6,487 Miles from Home: On the Tea Roads in Northern China and Mongolia

Professor Phillip Marzluf (October 2023)

In the first week of October, I traveled throughout Inner Mongolia in China, visiting giant cities of glass and steel, paying my respects at the Mausoleum of Genghis Khan, and taking photographs of rural and desert landscapes.

I was conducting “in the footsteps” travel research of Western visitors who, in the early twentieth century, traveled the Tea Roads from Kalgan in northern China (nowadays Zhangjiakhou), made their way through the Gobi Desert and Khüree, the cultural and religious center of Mongolia (nowadays Ulaanbaatar), and ended their trip in Russia.

At the Mausoleum of Genghis Khan, I scolded two teenagers who were walking around a stupa in the wrong direction.

They ignored me.


Marzluf Image 1 Kalgan Gateway

Marzluf Image 2 Mausoleum

Marzluf Image 3 Ordos City


I crossed the land border into Mongolia, jumping off the bus and helping Mongolians carry boxes encased in tape and twine. We passed through Chinese immigration and customs, collectively exhaling as our bus entered Mongolian territory. For my benefit, one passenger shouted out in English, “Freedom!”

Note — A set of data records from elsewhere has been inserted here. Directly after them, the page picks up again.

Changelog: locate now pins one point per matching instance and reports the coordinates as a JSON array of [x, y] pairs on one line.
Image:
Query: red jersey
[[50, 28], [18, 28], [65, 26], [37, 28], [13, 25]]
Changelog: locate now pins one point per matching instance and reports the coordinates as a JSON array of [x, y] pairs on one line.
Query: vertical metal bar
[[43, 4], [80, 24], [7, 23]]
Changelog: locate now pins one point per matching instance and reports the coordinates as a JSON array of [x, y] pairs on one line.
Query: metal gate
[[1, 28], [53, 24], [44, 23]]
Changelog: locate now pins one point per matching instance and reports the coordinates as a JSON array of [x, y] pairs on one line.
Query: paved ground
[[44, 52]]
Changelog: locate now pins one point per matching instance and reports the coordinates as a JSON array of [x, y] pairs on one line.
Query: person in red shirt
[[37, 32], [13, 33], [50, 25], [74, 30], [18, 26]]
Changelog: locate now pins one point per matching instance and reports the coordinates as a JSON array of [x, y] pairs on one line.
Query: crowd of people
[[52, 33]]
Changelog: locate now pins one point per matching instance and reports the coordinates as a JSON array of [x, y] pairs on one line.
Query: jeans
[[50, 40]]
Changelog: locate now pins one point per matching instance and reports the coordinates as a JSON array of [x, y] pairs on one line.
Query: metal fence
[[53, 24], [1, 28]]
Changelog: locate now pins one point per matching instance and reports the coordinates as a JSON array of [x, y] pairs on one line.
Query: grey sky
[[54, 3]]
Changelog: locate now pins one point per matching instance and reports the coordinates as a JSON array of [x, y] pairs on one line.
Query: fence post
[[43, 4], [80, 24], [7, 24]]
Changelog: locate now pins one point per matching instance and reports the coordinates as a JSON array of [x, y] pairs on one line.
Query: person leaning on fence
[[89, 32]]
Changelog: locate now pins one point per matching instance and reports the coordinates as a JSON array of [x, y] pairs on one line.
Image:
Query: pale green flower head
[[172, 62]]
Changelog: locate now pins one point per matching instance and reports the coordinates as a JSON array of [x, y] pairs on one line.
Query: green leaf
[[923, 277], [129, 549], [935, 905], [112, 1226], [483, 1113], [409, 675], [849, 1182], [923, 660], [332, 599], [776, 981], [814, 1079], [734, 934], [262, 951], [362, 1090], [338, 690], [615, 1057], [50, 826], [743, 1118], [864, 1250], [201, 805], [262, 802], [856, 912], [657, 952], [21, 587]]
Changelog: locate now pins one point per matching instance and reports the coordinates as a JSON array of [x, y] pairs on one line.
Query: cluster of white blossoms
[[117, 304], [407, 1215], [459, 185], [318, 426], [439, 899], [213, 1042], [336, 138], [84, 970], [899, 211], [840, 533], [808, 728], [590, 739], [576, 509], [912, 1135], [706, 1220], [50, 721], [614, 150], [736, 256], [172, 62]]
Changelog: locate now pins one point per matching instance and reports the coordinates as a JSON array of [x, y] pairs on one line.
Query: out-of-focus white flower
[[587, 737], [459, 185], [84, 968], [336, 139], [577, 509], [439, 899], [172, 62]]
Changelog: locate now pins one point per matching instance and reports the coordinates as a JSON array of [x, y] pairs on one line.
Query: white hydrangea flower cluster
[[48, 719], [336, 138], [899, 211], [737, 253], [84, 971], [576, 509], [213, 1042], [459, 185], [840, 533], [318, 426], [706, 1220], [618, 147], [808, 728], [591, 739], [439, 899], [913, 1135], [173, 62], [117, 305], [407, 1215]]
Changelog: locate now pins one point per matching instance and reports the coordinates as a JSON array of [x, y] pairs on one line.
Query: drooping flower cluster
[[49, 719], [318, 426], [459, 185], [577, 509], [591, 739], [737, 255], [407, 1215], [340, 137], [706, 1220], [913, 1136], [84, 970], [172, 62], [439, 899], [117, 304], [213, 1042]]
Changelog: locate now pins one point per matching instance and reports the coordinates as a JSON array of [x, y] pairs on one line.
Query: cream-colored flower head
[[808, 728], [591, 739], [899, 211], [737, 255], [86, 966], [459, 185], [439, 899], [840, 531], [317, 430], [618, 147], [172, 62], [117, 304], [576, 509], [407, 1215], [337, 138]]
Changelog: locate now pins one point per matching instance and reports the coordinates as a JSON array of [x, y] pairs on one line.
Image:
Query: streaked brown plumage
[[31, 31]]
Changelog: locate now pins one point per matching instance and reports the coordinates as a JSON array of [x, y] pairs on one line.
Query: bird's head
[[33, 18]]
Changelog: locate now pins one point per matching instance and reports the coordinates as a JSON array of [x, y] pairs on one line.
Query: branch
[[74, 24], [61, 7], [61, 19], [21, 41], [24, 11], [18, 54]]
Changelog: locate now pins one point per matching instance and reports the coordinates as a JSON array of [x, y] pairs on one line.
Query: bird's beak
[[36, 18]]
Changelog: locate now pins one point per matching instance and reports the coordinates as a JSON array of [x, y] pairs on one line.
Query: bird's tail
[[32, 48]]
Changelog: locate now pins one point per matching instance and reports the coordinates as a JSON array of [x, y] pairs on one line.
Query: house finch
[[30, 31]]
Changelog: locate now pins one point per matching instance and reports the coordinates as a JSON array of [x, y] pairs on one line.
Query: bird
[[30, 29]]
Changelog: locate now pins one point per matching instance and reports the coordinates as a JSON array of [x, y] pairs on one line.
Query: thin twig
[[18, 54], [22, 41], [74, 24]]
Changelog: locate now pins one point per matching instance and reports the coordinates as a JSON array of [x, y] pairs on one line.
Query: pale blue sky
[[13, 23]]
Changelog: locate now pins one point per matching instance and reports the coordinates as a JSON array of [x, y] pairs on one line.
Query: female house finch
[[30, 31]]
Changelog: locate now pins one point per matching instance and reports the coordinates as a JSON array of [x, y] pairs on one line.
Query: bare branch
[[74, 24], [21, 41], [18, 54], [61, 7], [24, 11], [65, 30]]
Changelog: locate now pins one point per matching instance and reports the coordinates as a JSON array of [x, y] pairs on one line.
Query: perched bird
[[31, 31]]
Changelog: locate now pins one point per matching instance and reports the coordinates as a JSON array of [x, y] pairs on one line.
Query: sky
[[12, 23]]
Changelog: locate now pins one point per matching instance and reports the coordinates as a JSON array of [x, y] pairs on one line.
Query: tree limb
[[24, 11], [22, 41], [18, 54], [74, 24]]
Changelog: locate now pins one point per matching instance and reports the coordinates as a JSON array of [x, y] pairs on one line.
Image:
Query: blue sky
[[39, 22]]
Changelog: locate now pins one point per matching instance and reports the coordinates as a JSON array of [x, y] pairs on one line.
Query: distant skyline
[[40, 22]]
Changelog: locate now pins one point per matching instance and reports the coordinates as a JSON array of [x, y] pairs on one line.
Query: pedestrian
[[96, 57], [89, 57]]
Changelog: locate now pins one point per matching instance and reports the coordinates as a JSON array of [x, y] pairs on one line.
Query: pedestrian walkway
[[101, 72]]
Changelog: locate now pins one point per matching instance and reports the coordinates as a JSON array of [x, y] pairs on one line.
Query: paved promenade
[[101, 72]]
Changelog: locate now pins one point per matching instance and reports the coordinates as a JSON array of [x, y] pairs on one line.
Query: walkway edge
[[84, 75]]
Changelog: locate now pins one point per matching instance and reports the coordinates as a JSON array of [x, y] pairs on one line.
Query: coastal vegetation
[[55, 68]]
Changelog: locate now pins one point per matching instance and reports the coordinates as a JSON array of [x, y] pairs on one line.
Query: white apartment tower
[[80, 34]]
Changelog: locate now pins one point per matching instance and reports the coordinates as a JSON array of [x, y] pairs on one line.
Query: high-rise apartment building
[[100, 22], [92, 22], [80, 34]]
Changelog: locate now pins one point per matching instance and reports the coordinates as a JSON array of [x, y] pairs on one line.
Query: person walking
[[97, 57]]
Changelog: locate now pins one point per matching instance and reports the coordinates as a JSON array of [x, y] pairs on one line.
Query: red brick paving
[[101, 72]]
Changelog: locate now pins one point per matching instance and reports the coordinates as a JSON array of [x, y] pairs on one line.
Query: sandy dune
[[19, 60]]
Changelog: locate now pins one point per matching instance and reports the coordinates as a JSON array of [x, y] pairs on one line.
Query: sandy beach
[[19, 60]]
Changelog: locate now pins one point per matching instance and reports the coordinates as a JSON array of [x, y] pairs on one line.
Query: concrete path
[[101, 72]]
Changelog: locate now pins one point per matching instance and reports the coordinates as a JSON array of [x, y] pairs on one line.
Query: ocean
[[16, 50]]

For the rest of October, I fought Ulaanbaatar traffic (a “Minister of Traffic” now sits in the government cabinet), lay in the “world’s energy center,” and traveled cross-country in a Prius looking for the right dirt road. I met a “Ninja” gold-miner panning for gold in his kitchen near the Russian border, searched for the birthplaces of twentieth-century Mongolian writers, and, in a far-eastern Mongolian city, saw the mammoth concrete institutions of the Soviet era making way for glass residential towers and American-styled town homes.


Marzluf Image 4 Camels

Marlzuf Image 5 Energy Center

Marzluf Image 6 Dirt Roads


This “in the footsteps” travel project extends my recently published Travel Writing in Mongolia and Northern China, 1860-2020 (Amsterdam University Press, 2023), in which I explore how North American and European travelers have represented Mongolia and Mongolians in ways that have been useful for themselves and their readers – though oftentimes with dangerous consequences for Mongolians.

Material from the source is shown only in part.